New York Notebook
Dare to Dream
A year ago Karole Armitage transformed the Joyce stage into a hushed winter landscape with Ligeti Essays, the second chapter in her hypnotic Dream Trilogy. This season Armitage Gone! Dance concludes the three-part series with Patterns in a Chromatic Field. Inspired by Morton Feldman’s minimalist score, Patterns wends its way through what Armitage calls “a dream-like world of inconclusive interactions and disappearing relationships.” It takes shape on the strikingly varied bodies of her seven-member troupe. An imaginative force in contemporary ballet, Armitage established her company in 2005, upon return from almost two decades of dancemaking in Europe. New York is glad to have her back. Jan. 22–27. www.joyce.org.
—Siobhan Burke
Dance in Dumbo
Presenting three dance festivals in four months may seem like a challenge, but Young Soon Kim, artistic director of White Wave Young Soon Kim Dance Company, embraces the task. Since 2001, White Wave has welcomed nearly 700 companies to their home on the DUMBO waterfront, creating a haven for fresh, fearless contemporary dance. This month, their Cool New York DANCE Festival offers 19 performances by over 60 ensembles, including Amos Pinhasi, Terry Dean Bartlett, and Yoshiko Chuma & The School of Hard Knocks. All come together through Kim’s ongoing search for unbridled creativity, brazen curiosity, and dance that does away with boundaries. Jan. 23–Feb. 3, John Ryan Theater in Brooklyn.

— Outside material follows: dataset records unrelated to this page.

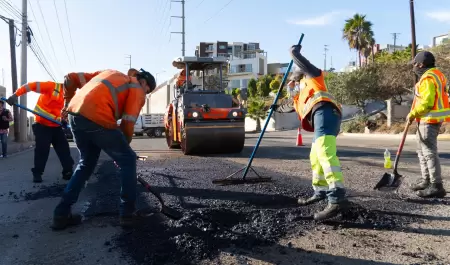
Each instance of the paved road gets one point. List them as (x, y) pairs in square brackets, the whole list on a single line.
[(26, 209)]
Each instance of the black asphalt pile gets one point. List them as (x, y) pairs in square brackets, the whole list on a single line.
[(218, 217), (45, 191)]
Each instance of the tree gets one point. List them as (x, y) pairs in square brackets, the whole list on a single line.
[(256, 111), (358, 33), (252, 88)]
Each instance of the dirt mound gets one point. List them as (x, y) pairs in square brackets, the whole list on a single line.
[(215, 218)]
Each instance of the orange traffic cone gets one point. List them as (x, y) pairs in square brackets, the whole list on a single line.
[(299, 137)]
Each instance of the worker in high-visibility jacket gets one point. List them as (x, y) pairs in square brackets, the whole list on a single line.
[(93, 114), (319, 113), (47, 133), (430, 109)]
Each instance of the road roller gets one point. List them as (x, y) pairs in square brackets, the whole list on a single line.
[(202, 118)]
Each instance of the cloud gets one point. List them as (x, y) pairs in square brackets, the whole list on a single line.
[(321, 20), (441, 16)]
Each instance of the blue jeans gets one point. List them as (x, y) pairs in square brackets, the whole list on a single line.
[(327, 121), (91, 139), (4, 141)]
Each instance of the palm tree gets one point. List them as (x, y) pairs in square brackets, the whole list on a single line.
[(358, 32)]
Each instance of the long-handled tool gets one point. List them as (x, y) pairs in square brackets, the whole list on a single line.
[(229, 180), (166, 210), (393, 181), (37, 113)]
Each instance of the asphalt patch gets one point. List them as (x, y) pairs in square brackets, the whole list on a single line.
[(215, 218)]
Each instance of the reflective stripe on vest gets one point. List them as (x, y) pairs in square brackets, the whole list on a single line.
[(114, 91), (317, 97), (82, 79), (57, 90), (442, 113), (39, 110), (38, 87)]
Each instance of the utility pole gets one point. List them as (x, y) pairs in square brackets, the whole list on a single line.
[(395, 38), (413, 35), (129, 63), (23, 73), (12, 46), (183, 32)]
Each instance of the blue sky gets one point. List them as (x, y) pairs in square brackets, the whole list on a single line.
[(105, 31)]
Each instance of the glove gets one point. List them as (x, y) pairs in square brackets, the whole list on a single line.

See www.whitewavedance.com.
—S.B.
Samba from the Second City
Deeply rooted in the Latino experience, Luna Negra Dance Theater moves to a Latin beat. Led by Cuban-born Eduardo Vilaro, this Chicago-based group showcases contemporary works by both proven masters and fledgling Latino choreographers. In its NYC debut at the New Victory Theater Jan. 25–Feb. 3, it performs three works: Vilaro’s Quinceanera, about the traditional coming of age parties given for 15-year-old Latinas; Michelle Manzanales’ Sugar in the Raw, a driving vision of human relationships set to music by Gustavo Santaolalla (who scored the film Babel), and Pedro Ruiz’s lushly balletic Sonetos de Amor. See www.NewVictory.org or www.lunanegra.org.